Arruda et al. [7] also observed significant differences in testosterone concentration before training, with lower concentrations observed compared to before a competitive match. Similarly, higher pre- and post-match cortisol levels were observed in games as particularly challenging in medium-difficulty matches. These findings align with the elevated cortisol levels found in the placebo group, while the intervention group exhibited maintenance of these levels. Future research could potentially investigate the use of alternating microcurrents to help maintain cortisol values during critical weeks, such as those during a professional basketball team’s playoff.

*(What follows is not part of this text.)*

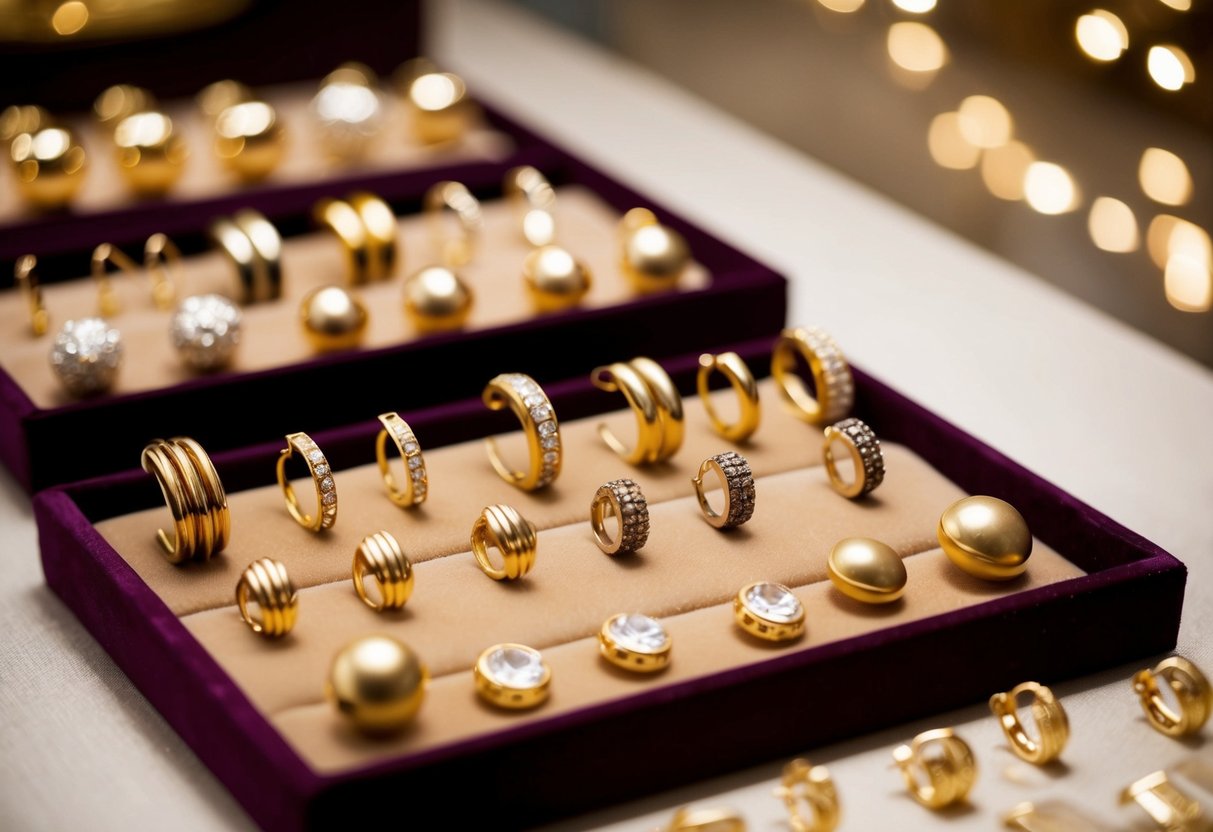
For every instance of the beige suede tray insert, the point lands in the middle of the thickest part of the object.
(303, 158)
(272, 335)
(685, 575)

Our research is a preliminary study conducted using NESA noninvasive neuromodulation in the elite sports setting. However, there are some limitations to be reported: (1) a small sample size collected, as the data were collected from a single basketball team (2); Oura is a consumer-grade, not research-grade, device and it is convenient but not highly accurate; (3) the lack of ANS activity analysis to understand better the sleep-stage-dependent influence of NESA. Therefore, further studies with a larger sample size in other sports are required, and comparisons should be drawn with coordination, strength, and HRV aspects to obtain a better understanding of the relationship between basketballers’ performance and sleep quality improvement. Future research should seek to fine-tune biomarker variables and replicate these methods in follow-up studies.

5. Conclusions

NESA noninvasive neuromodulation appears to be an effective treatment for improving sleep quality, specifically in the REM phase, duration, and total duration during the night in elite athletes. This could potentially open an interesting research avenue in the neuromodulation of the autonomic nervous system and its relationship with sleep quality as an integral part of daily recovery techniques in elite sports. Regarding biomarkers, significant differences were observed for cortisol between the intervention and placebo groups. However, further studies are warranted to confirm the causal relationship between cortisol levels and NESA noninvasive neuromodulation. It is imperative to exercise caution in interpreting these findings given the preliminary nature of this study. Nevertheless, in conclusion, NESA noninvasive neuromodulation presents a promising approach for easily and superficially modulating the autonomic endogenous function and improving sleep quality.